Trop mal ! Trop ! Un peu plus à l’ouest, le Chinese Theater. La
semaine, ne sachant que faire de moi, elles m’envoyaient, avec
juste de quoi payer le ticket, regarder dans ces salles obscures
les mêmes visages de lumière qu’elles manipulaient toute la journée
sur leurs tables de montage. J’adorais être la petite fille du
premier rang, toute seule face au grand écran.
« Quand j’ai eu neuf ans – ma mère m’avait repris
avec elle depuis un an environ – elles se sont disputées, battues.
Ma mère a attaqué Grace avec un couteau. On a appelé la police et
Grace a obtenu que ma mère soit placée en institution
psychiatrique. Grace devint ma tutrice légale. Elle ne m’a pas
prise chez elle tout de suite, j’ai encore connu deux foyers
d’accueil. Mais elle venait me sortir et m’emmenait aux studios et
dans les cinémas. Elle répétait que quand je serais grande je
serais une star. »
« Un jour, elle m’a conduite à l’orphelinat.
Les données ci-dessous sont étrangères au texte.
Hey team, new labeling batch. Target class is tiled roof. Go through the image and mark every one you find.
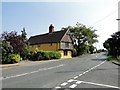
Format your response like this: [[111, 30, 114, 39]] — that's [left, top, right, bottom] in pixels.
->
[[28, 30, 67, 45]]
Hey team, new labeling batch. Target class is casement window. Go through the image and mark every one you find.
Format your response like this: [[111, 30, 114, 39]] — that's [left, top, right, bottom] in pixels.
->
[[64, 50, 68, 56], [38, 44, 40, 47], [31, 45, 34, 48], [65, 42, 69, 47]]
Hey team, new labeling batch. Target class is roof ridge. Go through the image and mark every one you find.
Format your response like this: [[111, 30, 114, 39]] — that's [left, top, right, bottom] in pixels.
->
[[31, 30, 67, 37]]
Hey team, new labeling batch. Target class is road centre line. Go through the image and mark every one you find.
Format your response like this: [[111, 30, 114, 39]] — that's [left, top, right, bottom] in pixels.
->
[[0, 64, 65, 80], [79, 60, 106, 77], [61, 82, 68, 86], [54, 60, 106, 88], [81, 81, 120, 89], [69, 84, 77, 88]]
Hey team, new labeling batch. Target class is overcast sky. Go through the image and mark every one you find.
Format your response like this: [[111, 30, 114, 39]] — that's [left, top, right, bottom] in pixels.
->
[[0, 0, 119, 48]]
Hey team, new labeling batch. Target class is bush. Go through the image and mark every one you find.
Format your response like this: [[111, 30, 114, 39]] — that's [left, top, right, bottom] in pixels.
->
[[9, 54, 20, 63], [29, 51, 61, 61]]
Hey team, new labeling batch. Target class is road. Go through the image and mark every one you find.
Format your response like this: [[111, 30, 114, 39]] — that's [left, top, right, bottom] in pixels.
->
[[0, 53, 120, 90]]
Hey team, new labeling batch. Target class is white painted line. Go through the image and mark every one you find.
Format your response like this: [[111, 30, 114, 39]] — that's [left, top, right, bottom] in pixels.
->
[[79, 61, 106, 76], [69, 84, 77, 88], [81, 81, 120, 89], [67, 79, 74, 82], [55, 86, 61, 89], [61, 82, 68, 86], [79, 74, 83, 76], [76, 81, 82, 84], [0, 64, 65, 80], [67, 79, 77, 82], [74, 76, 78, 79]]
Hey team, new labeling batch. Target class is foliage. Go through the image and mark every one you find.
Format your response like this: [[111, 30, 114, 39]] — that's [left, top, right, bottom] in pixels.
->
[[29, 51, 61, 61], [62, 23, 98, 55], [103, 31, 120, 58], [1, 28, 29, 59]]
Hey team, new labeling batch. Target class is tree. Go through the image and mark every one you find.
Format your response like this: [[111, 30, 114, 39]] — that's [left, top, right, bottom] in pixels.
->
[[62, 23, 98, 55], [1, 40, 13, 63], [103, 31, 120, 57], [1, 29, 28, 57], [21, 28, 27, 40]]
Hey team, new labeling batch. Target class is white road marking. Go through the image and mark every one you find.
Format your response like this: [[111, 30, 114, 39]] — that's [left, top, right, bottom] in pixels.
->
[[76, 81, 82, 84], [55, 86, 61, 89], [0, 64, 65, 80], [74, 76, 78, 79], [81, 81, 120, 89], [69, 84, 77, 88], [67, 79, 74, 82], [61, 82, 68, 86], [54, 61, 106, 88]]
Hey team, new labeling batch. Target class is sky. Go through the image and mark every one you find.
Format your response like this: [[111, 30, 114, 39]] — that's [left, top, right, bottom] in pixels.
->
[[0, 0, 119, 49]]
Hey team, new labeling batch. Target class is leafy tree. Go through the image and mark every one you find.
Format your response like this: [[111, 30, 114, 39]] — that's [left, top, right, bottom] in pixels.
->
[[1, 28, 29, 59], [103, 31, 120, 57], [21, 28, 27, 40], [62, 23, 98, 55], [1, 40, 13, 63]]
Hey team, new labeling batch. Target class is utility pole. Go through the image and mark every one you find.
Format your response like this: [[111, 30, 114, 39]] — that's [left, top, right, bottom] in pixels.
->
[[116, 1, 120, 31]]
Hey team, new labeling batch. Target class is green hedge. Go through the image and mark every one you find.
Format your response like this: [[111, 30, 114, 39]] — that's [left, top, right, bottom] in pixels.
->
[[29, 51, 61, 61], [2, 54, 20, 64]]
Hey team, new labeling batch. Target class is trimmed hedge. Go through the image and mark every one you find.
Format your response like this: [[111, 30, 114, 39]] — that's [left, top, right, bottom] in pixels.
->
[[2, 54, 20, 64], [29, 51, 61, 61]]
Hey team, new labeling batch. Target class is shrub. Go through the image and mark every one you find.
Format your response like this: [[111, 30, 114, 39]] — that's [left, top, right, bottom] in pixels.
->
[[9, 54, 20, 63], [29, 51, 61, 61]]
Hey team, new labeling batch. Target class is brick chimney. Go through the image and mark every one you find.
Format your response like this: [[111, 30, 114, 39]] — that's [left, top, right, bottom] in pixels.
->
[[49, 24, 54, 33]]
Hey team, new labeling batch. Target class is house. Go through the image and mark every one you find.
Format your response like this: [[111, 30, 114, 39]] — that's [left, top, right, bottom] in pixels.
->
[[28, 24, 73, 58]]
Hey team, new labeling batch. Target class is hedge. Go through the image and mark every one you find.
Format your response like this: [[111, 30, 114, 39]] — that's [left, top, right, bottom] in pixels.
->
[[29, 51, 61, 61]]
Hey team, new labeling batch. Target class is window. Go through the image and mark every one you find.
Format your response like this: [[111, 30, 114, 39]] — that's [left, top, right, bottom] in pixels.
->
[[65, 42, 69, 47], [64, 50, 68, 56], [38, 44, 40, 47], [31, 45, 34, 48], [50, 43, 52, 46]]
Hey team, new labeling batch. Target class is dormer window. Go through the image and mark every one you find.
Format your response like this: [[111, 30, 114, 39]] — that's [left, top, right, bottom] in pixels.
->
[[65, 42, 69, 47]]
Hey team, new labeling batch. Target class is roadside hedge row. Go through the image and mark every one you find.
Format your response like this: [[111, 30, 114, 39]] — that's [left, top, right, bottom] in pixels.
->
[[28, 51, 61, 61], [2, 54, 20, 64]]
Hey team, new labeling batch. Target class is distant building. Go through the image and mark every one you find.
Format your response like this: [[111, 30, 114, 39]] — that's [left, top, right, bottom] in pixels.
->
[[28, 24, 73, 58]]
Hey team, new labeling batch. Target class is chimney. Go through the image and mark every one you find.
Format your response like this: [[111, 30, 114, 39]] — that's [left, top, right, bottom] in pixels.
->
[[49, 24, 54, 33]]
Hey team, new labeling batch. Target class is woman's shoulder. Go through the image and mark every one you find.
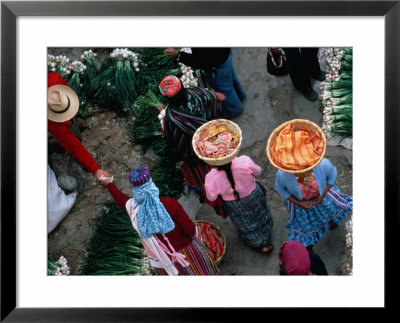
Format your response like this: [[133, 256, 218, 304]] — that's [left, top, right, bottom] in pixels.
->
[[232, 155, 254, 166], [317, 158, 334, 169]]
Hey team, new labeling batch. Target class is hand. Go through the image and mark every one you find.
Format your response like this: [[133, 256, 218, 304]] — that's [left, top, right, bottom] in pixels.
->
[[156, 103, 165, 112], [215, 92, 226, 102], [164, 47, 179, 59], [312, 196, 324, 206], [94, 169, 113, 187]]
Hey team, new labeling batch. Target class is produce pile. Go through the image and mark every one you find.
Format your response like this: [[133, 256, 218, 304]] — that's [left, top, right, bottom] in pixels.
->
[[48, 48, 197, 198], [196, 121, 240, 158], [48, 48, 202, 275], [320, 48, 353, 139], [47, 253, 70, 276], [81, 201, 150, 275]]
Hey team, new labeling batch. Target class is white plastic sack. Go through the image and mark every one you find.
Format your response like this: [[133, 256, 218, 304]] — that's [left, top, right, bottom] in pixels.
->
[[47, 165, 78, 233]]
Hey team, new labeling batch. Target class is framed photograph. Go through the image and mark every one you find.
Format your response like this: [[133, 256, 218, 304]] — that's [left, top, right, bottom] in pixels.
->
[[0, 1, 400, 322]]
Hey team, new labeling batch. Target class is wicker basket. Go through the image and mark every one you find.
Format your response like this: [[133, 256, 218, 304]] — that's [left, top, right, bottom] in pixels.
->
[[265, 119, 326, 174], [193, 220, 226, 265], [192, 119, 242, 166]]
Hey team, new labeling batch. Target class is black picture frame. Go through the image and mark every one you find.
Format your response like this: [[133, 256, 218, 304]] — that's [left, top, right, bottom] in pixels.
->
[[0, 0, 400, 322]]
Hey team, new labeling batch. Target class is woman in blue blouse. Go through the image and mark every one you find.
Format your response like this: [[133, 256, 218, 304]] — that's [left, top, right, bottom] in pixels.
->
[[275, 158, 353, 251]]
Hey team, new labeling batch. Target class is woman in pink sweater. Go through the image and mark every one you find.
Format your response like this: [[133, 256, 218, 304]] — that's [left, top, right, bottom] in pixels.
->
[[204, 155, 273, 254]]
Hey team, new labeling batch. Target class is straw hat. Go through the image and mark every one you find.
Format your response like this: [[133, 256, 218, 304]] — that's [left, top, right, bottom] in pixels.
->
[[192, 119, 242, 166], [47, 84, 79, 122], [265, 119, 326, 174]]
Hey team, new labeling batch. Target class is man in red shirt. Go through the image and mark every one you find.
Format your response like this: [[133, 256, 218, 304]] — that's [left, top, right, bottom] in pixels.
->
[[47, 72, 111, 181]]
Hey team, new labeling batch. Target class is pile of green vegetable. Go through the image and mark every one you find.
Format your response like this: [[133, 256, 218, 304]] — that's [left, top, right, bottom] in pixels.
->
[[320, 48, 353, 139], [81, 201, 150, 275]]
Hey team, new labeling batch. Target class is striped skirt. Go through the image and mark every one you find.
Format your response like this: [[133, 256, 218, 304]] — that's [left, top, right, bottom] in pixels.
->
[[153, 239, 219, 276], [285, 186, 353, 247], [224, 183, 273, 249]]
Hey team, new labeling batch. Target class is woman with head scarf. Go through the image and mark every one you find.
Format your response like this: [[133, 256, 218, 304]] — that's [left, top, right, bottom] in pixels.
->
[[205, 155, 273, 254], [269, 120, 353, 251], [160, 75, 225, 213], [100, 167, 218, 275], [279, 240, 328, 276]]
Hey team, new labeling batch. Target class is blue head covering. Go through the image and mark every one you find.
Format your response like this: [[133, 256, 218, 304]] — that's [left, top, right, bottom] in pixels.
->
[[129, 167, 175, 239]]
J’allais sur mes dix ans. Elle s’était mariée et ne pouvait me
prendre chez elle, à Van Nuys. Elle payait ma pension, et le
samedi, elle m’emmenait déjeuner et voir un film. De temps en
temps, elle jouait à la poupée avec moi et m’emmenait dans un
beauty parlour sur Odessa Avenue. J’ai
une grande science en matière de cosmétiques. Pour Grace, le modèle
de la star était Jean Harlow. Elle voulait me persuader que c’était
par admiration pour elle qu’on m’avait donné mon deuxième prénom.
Moi, je savais que mon nom était Jeane, pas Jean. Harlow était tout
de même mon idole. Grace m’habillait comme elle, tout en blanc, me
maquillait, me poudrait en blanc, me passait les lèvres au rouge.
Pour les cheveux, j’ai échappé de peu au peroxyde blond platine. Je
n’avais que dix ans, ça aurait fait bizarre, une femme fatale
encore enfant. J’ai attendu d’avoir vingt ans pour changer ma
couleur et mon nom. Une semaine après mes onze ans, Grace m’a
retirée de l’orphelinat. Mais quelques mois plus tard, quand elle
comprit que son mari – pardonnez-moi, mais on le surnommait "Doc ”
– m'avait abusée sexuellement, elle me plaça chez une autre “ mère
”, Ana Lower. Celle-là, elle était cardiaque et me délaissait pas
mal, mais je l’aimais bien. Pendant cinq ans, j’allais de l’une à
l’autre, confuse et hésitant toujours avant de répondre à l’école
quand on me demandait qui était ma mère et où j’habitais. À Noël –
je crois que j’avais treize ans – Grace m’a offert mon premier
gramophone portable Victrola. Le ressort du mécanisme à main était
si poussif que la fin des 78 tours sombrait dans un pleurage
infâme, mais j’aimais écouter dans le noir mes voix
préférées.
« Un jour, Grace et son mari quittèrent la
Californie et elle me maria au fils des voisins, James Dougherty.
J’avais seize ans et je ne voulais plus retourner à l’orphelinat.
Vous m’avez demandé il y a longtemps déjà ce que le mariage
représentait pour moi. Voilà ce que je pourrais vous répondre : “
Une sorte d’amitié douloureuse et folle, avec des privilèges
sexuels. ” Voilà, je vous ai raconté ma vie. Enfin, si on peut
appeler ça comme ça. Ce sera tout pour aujourd’hui, comme le disait
le Dr Greenson dans les débuts. Bonne nuit, Doc ! »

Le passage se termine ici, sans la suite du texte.